Speakers warn of parallels between 1898 Wilmington Massacre and today

The Wilmington 1898 Observance Committee held a town hall event commemorating the 124th anniversary of the massacre and coup d’etat, where warned parallels to today’s hate groups and threats to democracy.
The Wilmington 1898 Observance Committee held a town hall event commemorating the 124th anniversary of the massacre and coup d’etat, where warned parallels to today’s hate groups and threats to democracy.

The Wilmington 1898 Observance Committee held a town hall event Saturday commemorating the 124th anniversary of the massacre and coup d’etat, where speakers warned of parallels to today’s hate groups and threats to democracy.

The event was sponsored by the Wilmington Journal Breakfast Club and was part of a week of events commemorating Nov. 10, 1898, when armed white men violently overthrew the Wilmington City Council, set the office of the city's Black-owned newspaper, The Daily Record, ablaze and attacked Black residents on the north side of town.

Tim Tyson, author of "Democracy Betrayed: The Wilmington Race Riot of 1898 and Its Legacy," detailed at the event how though the violence was most dramatic in Wilmington, it was widespread throughout the state and marked the end of democracy in North Carolina for Black Americans. Tyson is a senior research scholar at the Center for Documentary Studies at Duke University and also holds a faculty position in the Department of American Studies at the University of North Carolina.
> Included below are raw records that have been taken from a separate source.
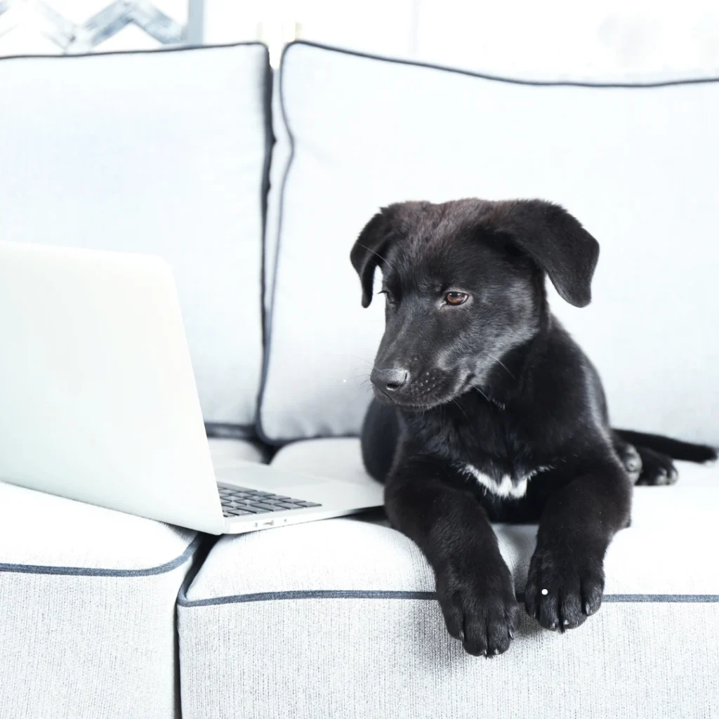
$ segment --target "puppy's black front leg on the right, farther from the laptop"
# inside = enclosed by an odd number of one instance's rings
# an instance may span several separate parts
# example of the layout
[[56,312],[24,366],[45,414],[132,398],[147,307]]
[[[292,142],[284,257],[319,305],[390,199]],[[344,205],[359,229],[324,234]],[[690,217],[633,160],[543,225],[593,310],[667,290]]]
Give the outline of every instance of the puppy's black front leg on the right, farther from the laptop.
[[600,608],[604,554],[628,525],[631,491],[623,467],[607,461],[547,500],[525,590],[527,613],[544,628],[580,626]]

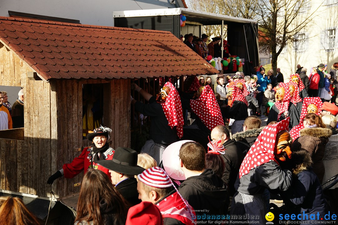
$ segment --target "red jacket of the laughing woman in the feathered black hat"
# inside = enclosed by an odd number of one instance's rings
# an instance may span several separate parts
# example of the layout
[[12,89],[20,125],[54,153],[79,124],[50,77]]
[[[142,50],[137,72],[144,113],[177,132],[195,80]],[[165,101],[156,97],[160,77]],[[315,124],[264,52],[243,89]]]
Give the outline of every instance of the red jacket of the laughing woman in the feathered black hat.
[[[83,148],[81,154],[78,157],[76,157],[75,159],[73,159],[73,161],[71,163],[64,164],[63,167],[62,167],[63,172],[64,172],[64,176],[66,178],[73,178],[77,174],[82,172],[82,170],[84,170],[84,173],[86,173],[89,168],[94,168],[94,169],[99,169],[99,170],[103,171],[105,174],[108,175],[109,178],[111,178],[110,172],[107,168],[105,168],[105,167],[103,167],[100,164],[97,164],[95,162],[93,162],[93,165],[92,165],[91,160],[94,160],[95,154],[92,155],[91,152],[92,152],[92,148],[88,148],[88,147]],[[115,150],[113,148],[108,148],[103,153],[105,160],[112,160],[114,152],[115,152]]]

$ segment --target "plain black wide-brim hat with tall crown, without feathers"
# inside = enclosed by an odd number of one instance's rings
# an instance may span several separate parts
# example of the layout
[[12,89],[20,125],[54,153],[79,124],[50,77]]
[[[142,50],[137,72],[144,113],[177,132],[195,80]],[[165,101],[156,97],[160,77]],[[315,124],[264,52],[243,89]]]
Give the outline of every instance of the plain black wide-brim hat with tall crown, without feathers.
[[99,160],[98,164],[118,173],[138,175],[145,169],[137,165],[137,156],[131,148],[117,147],[112,160]]

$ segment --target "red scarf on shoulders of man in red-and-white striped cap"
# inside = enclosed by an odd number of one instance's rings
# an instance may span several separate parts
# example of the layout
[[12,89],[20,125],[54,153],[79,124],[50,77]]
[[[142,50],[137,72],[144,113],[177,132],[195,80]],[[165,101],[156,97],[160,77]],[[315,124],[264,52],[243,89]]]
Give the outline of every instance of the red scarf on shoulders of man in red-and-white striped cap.
[[[157,203],[156,206],[160,209],[163,218],[174,218],[187,225],[191,225],[196,221],[196,214],[193,208],[188,204],[189,208],[187,209],[187,206],[177,192],[169,195]],[[191,218],[189,211],[191,211],[195,219]]]

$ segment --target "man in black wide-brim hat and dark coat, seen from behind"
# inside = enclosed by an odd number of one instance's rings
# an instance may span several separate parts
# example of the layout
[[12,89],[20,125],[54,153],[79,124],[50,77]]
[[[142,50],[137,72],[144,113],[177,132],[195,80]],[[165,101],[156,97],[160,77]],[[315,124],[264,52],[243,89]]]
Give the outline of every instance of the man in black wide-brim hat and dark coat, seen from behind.
[[113,160],[102,160],[99,164],[111,174],[112,183],[116,190],[134,206],[139,204],[139,193],[137,192],[137,180],[134,175],[144,171],[137,165],[137,152],[130,148],[118,147],[115,150]]

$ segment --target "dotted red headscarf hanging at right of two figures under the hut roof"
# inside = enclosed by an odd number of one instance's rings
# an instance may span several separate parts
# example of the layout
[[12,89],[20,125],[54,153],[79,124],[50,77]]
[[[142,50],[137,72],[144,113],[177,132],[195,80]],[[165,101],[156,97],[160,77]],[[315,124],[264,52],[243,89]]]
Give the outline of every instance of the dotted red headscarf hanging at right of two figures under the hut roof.
[[221,110],[209,85],[204,86],[198,99],[190,100],[190,107],[209,130],[214,129],[215,126],[224,125]]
More:Williston High School’s origins date to Civil War

Tyson said the attack on Black people in the city followed a contested election and a media campaign orchestrated by North Carolina’s Democratic Party that used speeches, cartoons, and the threat of violence to create support for white supremacy.

During the election, armed and violent groups like the Red Shirts patrolled polling stations, which speakers like Blueprint N.C. Executive Director Sonya Sebring likened to the Proud Boys today.

At the time, Wilmington was the largest city in the state, had a Black majority, and was a stronghold for Black political and economic power, Tyson said. Because of the massacre and its chilling effect on voting rights, Tyson argued the post-Civil War South was robbed of a multiracial democracy that was winning elections before the political violence.

“We could be looking at a very different kind of South right now,” he said.

Other speakers included Kojo Nantambu, pastor of Temple of Truth, Light and Life church in Wilmington, and Christopher Madden, principal at Williston Middle School, where the event was held.

The school first opened in its current location in 1915 and has had a long tradition as a social center for Wilmington's Black community. It was the first fully accredited Black high school in the state but was closed during integration so that white-majority schools could remain open. Williston students were instead moved to New Hanover or Hoggard high schools.

Descendents of survivors of the massacre were in attendance, including the family of Alex Manly, editor of The Daily Record, and Joshua Halsey, another of the many Black murder victims that day.

The Wilmington 1898 Observance Committee advocates for reparations for descendants of the victims of the massacre and for education about it in all schools throughout the state.